ESMValGroup / ESMValCore

ESMValCore: A community tool for pre-processing data from Earth system models in CMIP and running analysis scripts.
https://www.esmvaltool.org
Apache License 2.0
42 stars 38 forks source link

Use `iris.FUTURE.save_split_attrs = True` to remove iris warning #2398

Closed schlunma closed 4 months ago

schlunma commented 4 months ago

Description

Closes #2376

Note: this is not fully backwards-compatible, as this changes the way iris writes attributes (some attributes are moved from global to local). I don't think this is a problem, but might be good to keep in mind.


Before you get started

Checklist

It is the responsibility of the author to make sure the pull request is ready to review. The icons indicate whether the item will be subject to the ๐Ÿ›  Technical or ๐Ÿงช Scientific review.


To help with the number pull requests:

schlunma commented 4 months ago

I have no idea why the tests are failing. The test is complaining about a missing tracking_id attribute, but the code that is supposed to write this has never been called with a given tracking_id. Why did this not fail before? Did iris save tracking_ids automatically?

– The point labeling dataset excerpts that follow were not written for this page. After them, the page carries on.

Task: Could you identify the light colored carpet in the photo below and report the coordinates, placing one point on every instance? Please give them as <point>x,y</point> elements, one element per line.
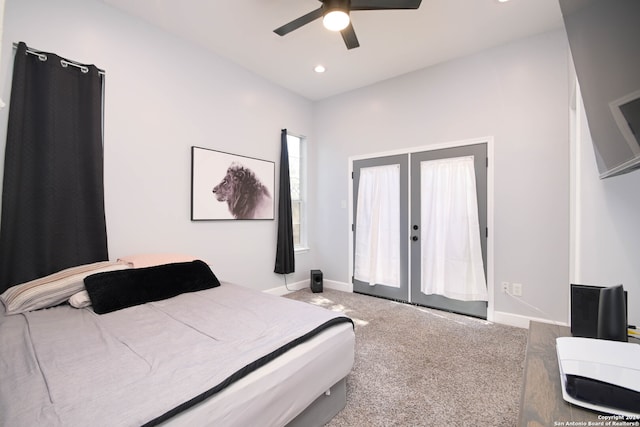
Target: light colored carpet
<point>415,366</point>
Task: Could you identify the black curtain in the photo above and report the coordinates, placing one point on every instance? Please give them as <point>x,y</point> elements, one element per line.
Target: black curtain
<point>53,198</point>
<point>285,257</point>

valeriupredoi commented 4 months ago

no, it's still there, but it's malformed:

valeriu@valeriu-PORTEGE-Z30-C:~/ESMValCore$ ncdump -h /tmp/pytest-of-valeriu/pytest-117/test_diagnostic_task_provenanc0/input/cmip5/output1/CCCma/CanESM2/historical/yr/ocnBgchem/Oyr/r1i1p1/*/chl_Oyr_CanESM2_historical_r1i1p1_2000_2009.nc
netcdf chl_Oyr_CanESM2_historical_r1i1p1_2000_2009 {
dimensions:
    dim0 = UNLIMITED ; // (0 currently)
variables:
    double unknown(dim0) ;
        unknown:tracking_id = 0LL ;

// global attributes:
        :Conventions = "CF-1.7" ;
}

as compared to without changes here:

valeriu@valeriu-PORTEGE-Z30-C:~/ESMValCore$ ncdump -h /tmp/pytest-of-valeriu/pytest-116/test_diagnostic_task_provenanc0/input/cmip5/output1/CCCMA/CanESM2/historical/yr/ocnBgchem/Oyr/r1i1p1/*/chl_Oyr_CanESM2_historical_r1i1p1_2000_2009.nc
netcdf chl_Oyr_CanESM2_historical_r1i1p1_2000_2009 {
dimensions:
    dim0 = UNLIMITED ; // (0 currently)
variables:
    double unknown(dim0) ;

// global attributes:
        :tracking_id = 0LL ;
        :Conventions = "CF-1.7" ;
}

note that I used iris=3.9 for both runs, see my comment below what's causing this...how to fix it? Anyone's guess :grinning:

valeriupredoi commented 4 months ago

OK Manu, dug deeper in this (no pub for me this Friday): that tracking id is now (as in, using the call to iris' save_split_attr) an attribute of the netCDF4 variable:

iris attributes: {'Conventions': 'CF-1.7', 'tracking_id': 0}

netCDF4.Dataset variable items:
dict_items([('unknown', <class 'netCDF4._netCDF4.Variable'>
float64 unknown(dim0)
    tracking_id: 0
unlimited dimensions: dim0
current shape = (0,)
filling on, default _FillValue of 9.969209968386869e+36 used)])

-> it shouldn't be, it should be a global attribute of the file, not of the variable, as is the case when not using the FUTURE call:

iris attributes good cube: {'tracking_id': 0, 'Conventions': 'CF-1.7'}
<class 'netCDF4._netCDF4.Dataset'>
root group (NETCDF4 data model, file format HDF5):
    tracking_id: 0
    Conventions: CF-1.7
    dimensions(sizes): dim0(0)
    variables(dimensions): float64 unknown(dim0)
    groups: 
netCDF4 variable items good cube  dict_items([('unknown', <class 'netCDF4._netCDF4.Variable'>
float64 unknown(dim0)
unlimited dimensions: dim0
current shape = (0,)
filling on, default _FillValue of 9.969209968386869e+36 used)])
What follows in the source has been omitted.